Memory Layout Deep Dive
This deep dive explores the critical relationship between data structure design and memory performance in modern C++ applications.
The Memory Hierarchy Reality
Modern CPUs have a complex memory hierarchy with dramatically different access latencies:
| Level | Size | Latency | Cycles |
|---|---|---|---|
| L1 Cache | 32-64 KB | ~1 ns | 3-4 |
| L2 Cache | 256-512 KB | ~4 ns | 10-12 |
| L3 Cache | 2-32 MB | ~12 ns | 40-50 |
| Main Memory | GBs | ~100 ns | 200-300 |
Key insight: A cache miss can cost 100x more than a cache hit. Memory layout optimization is about maximizing cache utilization.

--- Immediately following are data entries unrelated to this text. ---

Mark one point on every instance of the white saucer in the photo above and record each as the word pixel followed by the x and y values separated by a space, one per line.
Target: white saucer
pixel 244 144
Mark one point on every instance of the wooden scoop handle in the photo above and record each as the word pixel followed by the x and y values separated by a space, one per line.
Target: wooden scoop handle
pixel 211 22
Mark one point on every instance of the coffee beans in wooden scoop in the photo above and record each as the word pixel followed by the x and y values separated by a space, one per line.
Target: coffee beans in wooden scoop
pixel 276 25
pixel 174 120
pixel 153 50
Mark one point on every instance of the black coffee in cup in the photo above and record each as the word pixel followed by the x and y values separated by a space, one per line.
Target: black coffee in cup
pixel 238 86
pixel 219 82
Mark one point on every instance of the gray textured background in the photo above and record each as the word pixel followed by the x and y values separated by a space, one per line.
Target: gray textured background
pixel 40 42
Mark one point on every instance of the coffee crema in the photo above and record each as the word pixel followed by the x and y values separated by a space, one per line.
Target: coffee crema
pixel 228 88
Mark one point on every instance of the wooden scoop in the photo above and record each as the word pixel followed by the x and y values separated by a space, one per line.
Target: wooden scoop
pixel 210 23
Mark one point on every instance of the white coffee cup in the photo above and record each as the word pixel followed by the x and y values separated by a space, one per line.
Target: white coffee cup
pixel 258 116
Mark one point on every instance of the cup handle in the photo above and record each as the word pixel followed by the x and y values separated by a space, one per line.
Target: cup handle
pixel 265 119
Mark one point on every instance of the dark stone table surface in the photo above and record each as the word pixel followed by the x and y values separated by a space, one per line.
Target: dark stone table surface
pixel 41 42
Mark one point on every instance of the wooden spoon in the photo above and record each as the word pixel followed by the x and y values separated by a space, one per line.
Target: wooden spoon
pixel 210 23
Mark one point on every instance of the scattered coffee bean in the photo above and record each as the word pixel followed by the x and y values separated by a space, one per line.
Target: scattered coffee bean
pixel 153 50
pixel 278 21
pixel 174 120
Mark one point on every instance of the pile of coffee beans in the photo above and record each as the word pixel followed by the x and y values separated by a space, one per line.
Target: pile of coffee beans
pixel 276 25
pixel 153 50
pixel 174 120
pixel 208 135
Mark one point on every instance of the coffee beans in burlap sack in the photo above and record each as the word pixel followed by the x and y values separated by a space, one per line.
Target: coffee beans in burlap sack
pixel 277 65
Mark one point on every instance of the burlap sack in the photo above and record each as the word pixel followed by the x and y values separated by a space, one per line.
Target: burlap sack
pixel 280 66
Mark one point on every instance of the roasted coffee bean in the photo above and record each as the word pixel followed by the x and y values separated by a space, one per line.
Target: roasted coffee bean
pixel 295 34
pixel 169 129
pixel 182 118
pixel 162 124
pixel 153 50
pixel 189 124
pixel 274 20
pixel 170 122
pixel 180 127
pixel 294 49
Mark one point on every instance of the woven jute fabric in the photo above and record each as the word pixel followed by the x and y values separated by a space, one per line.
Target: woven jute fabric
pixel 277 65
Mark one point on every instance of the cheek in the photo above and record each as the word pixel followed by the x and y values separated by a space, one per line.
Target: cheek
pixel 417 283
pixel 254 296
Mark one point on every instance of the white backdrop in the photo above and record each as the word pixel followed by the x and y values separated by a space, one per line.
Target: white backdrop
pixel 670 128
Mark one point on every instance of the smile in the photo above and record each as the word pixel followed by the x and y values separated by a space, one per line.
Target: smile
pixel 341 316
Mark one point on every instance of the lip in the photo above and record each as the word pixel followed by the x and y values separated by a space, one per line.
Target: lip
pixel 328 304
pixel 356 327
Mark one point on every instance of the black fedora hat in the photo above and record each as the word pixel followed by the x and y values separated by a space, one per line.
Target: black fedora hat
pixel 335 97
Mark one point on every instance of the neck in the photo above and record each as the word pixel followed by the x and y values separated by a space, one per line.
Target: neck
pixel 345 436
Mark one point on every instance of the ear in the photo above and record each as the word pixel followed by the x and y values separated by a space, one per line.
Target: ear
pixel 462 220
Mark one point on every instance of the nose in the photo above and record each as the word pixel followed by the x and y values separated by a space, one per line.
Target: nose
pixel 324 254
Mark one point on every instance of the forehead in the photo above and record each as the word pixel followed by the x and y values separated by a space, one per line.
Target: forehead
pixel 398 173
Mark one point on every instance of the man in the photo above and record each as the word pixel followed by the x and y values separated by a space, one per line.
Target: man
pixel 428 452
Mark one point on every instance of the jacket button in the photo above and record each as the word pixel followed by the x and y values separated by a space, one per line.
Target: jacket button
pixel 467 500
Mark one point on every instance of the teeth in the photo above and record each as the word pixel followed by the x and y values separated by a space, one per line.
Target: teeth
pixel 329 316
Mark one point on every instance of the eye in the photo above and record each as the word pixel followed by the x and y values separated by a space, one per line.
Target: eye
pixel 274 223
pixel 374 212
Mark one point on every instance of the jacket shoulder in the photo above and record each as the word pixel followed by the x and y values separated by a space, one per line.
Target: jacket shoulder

AOS vs SOA: The Layout Battle
Array of Structures (AOS)
// Traditional approach - intuitive but often suboptimal
struct Particle {
float x, y, z; // Position (12 bytes)
float vx, vy, vz; // Velocity (12 bytes)
float mass; // Property (4 bytes)
}; // Total: 28 bytes per particle
std::vector<Particle> particles(10000);Problems with AOS:
- Poor cache utilization: When updating positions, we load velocity and mass into cache unnecessarily
- SIMD unfriendly: Data is interleaved, making vectorization difficult
- False sharing risk: Adjacent particles may share cache lines in multi-threaded scenarios
Structure of Arrays (SOA)
// Performance-oriented approach
struct ParticleSystem {
std::vector<float> x, y, z; // All x positions contiguous
std::vector<float> vx, vy, vz; // All velocities contiguous
std::vector<float> mass; // All masses contiguous
};
ParticleSystem particles;
particles.x.resize(10000);
particles.y.resize(10000);
// ... etc.Benefits of SOA:
- Perfect cache utilization: When processing positions, only position data enters cache
- SIMD friendly: Contiguous arrays enable natural vectorization
- Better prefetching: Hardware prefetcher can predict access patterns
Performance Comparison
// AOS update - scattered memory access
void updateAOS(std::vector<Particle>& p, float dt) {
for (auto& particle : p) {
particle.x += particle.vx * dt;
particle.y += particle.vy * dt;
particle.z += particle.vz * dt;
}
}
// SOA update - contiguous memory access, SIMD-friendly
void updateSOA(ParticleSystem& p, float dt) {
for (size_t i = 0; i < p.x.size(); ++i) {
p.x[i] += p.vx[i] * dt;
p.y[i] += p.vy[i] * dt;
p.z[i] += p.vz[i] * dt;
}
}Benchmark results (1M particles, AVX2 enabled):
| Layout | Time (ms) | Speedup | SIMD Utilization |
|---|---|---|---|
| AOS | 8.2 | 1.0x | ~15% |
| SOA | 2.1 | 3.9x | ~85% |
Cache Line Alignment
The 64-Byte Boundary
Modern x86 CPUs use 64-byte cache lines. Data crossing cache line boundaries requires two memory accesses.
#include <hpc/core.hpp>
// BAD: Unaligned structure
struct UnalignedCounter {
std::atomic<int64_t> counter1; // 8 bytes
std::atomic<int64_t> counter2; // 8 bytes
std::atomic<int64_t> counter3; // 8 bytes
std::atomic<int64_t> counter4; // 8 bytes
}; // Total: 32 bytes - all in one cache line!Problem: When thread A updates counter1 and thread B updates counter2, they cause false sharing - both threads fight for exclusive ownership of the same cache line.
Proper Alignment
// GOOD: Each counter on its own cache line
struct alignas(64) PaddedCounter {
std::atomic<int64_t> value;
// Implicit padding to 64 bytes
};
struct AlignedCounters {
PaddedCounter counter1; // 64 bytes (cache line 0)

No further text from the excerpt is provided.